TSX sluggish as gains in CPI are offset by energy shares
Canada's main index of stocks was down on Tuesday, as the losses in energy shares tempered gains from consumer price data which showed that inflation had cooled to a low of 40 months in July. This raised hopes for a rate cut next month.
At 9:56 am. The S&P/TSX Composite index rose 3.48 points or 0.02% to 23,119.87 ET (13.56 GMT), hovering near its record highs.
The annual rate of inflation in Canada dropped to 2.5%, but it rose 0.4% monthly, which indicates that the Bank of Canada may lower rates in September.
This week, we will get the retail sales figures. "If it shows continued weakness, it will set the path for them to keep cutting each meeting throughout the rest of the calendar year," Macan Nia said, co-chief Investment Strategist at Manulife Investment Management.
A poll suggests that the benchmark index could extend its record-breaking rally in the months ahead and up to 2025, as lower borrowing rates combat the effects of a possible slowdown in economic activity on corporate profits.
Energy led the losses on the Toronto Stock Exchange.
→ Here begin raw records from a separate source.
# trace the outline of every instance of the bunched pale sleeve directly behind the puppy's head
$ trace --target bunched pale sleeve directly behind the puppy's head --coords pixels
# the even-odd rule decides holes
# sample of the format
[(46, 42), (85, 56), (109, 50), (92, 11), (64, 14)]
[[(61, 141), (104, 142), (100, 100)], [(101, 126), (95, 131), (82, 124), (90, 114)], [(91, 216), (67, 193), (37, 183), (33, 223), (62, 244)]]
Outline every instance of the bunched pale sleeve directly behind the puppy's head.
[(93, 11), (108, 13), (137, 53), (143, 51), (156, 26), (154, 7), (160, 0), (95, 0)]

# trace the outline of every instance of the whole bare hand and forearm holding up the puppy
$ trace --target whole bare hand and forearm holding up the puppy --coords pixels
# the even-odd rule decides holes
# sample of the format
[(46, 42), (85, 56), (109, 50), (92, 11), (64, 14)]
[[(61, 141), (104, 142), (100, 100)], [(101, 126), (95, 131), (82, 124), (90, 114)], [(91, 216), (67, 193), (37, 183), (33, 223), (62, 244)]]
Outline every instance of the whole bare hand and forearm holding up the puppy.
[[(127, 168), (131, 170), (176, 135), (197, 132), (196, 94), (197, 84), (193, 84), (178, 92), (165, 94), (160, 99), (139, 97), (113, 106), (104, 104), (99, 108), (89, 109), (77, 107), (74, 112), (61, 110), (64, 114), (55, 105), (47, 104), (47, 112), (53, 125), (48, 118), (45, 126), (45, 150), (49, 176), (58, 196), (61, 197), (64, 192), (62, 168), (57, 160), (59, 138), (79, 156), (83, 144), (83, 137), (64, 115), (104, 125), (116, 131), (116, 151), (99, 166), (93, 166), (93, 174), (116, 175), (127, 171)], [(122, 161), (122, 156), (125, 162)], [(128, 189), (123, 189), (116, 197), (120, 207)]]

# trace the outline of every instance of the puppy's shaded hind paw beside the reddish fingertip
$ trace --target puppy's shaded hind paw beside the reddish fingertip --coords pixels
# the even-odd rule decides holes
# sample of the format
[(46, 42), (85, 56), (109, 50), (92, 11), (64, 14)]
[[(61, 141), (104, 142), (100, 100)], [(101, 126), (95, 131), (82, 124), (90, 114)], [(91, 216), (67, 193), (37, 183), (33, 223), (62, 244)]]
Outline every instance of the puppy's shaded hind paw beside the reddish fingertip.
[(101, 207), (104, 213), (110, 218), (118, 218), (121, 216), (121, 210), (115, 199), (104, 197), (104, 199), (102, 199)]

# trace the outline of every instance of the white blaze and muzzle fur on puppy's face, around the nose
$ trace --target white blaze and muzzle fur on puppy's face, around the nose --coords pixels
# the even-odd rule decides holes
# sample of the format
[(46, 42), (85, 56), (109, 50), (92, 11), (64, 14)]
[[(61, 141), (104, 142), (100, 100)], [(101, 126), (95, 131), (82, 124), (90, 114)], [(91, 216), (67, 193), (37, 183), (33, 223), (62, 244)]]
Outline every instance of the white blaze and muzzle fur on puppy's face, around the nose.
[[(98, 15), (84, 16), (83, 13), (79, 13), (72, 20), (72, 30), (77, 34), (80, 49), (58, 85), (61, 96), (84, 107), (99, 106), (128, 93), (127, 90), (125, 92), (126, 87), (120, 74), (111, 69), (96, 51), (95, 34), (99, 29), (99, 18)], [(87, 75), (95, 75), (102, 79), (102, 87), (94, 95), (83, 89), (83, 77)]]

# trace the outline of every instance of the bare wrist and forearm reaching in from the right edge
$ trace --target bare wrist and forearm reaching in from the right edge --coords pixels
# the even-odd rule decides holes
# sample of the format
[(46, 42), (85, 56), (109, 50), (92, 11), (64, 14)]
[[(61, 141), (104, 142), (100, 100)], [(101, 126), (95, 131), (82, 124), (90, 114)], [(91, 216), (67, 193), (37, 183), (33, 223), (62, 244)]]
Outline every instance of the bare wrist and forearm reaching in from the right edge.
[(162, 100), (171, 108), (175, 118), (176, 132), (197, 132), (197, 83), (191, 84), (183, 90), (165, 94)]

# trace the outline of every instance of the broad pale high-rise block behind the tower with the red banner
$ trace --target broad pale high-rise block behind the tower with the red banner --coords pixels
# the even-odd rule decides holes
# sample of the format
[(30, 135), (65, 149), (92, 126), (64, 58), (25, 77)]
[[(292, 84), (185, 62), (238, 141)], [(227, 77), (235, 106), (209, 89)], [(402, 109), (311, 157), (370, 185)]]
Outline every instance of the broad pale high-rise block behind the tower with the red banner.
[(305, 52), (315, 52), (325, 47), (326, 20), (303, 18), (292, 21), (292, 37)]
It fell nearly 1%, despite an increase in oil prices.
The tech and communications capped shares also fell around 0.4%.
Materials shares rose 1.4%, following gold prices which reached a new record against a weaker US dollar and increased bets on a September rate cut.
Gran Tierra Energy, a stock in the individual market, fell by more than 5% following its offer to purchase i3 Energy of London for 174.1 million pounds (226.23 millions).
The U.S. Federal Reserve chair Jerome Powell will be speaking at the Jackson Hole Economic Symposium in Wyoming on Friday. Powell has acknowledged that a rate cut could happen as early as September.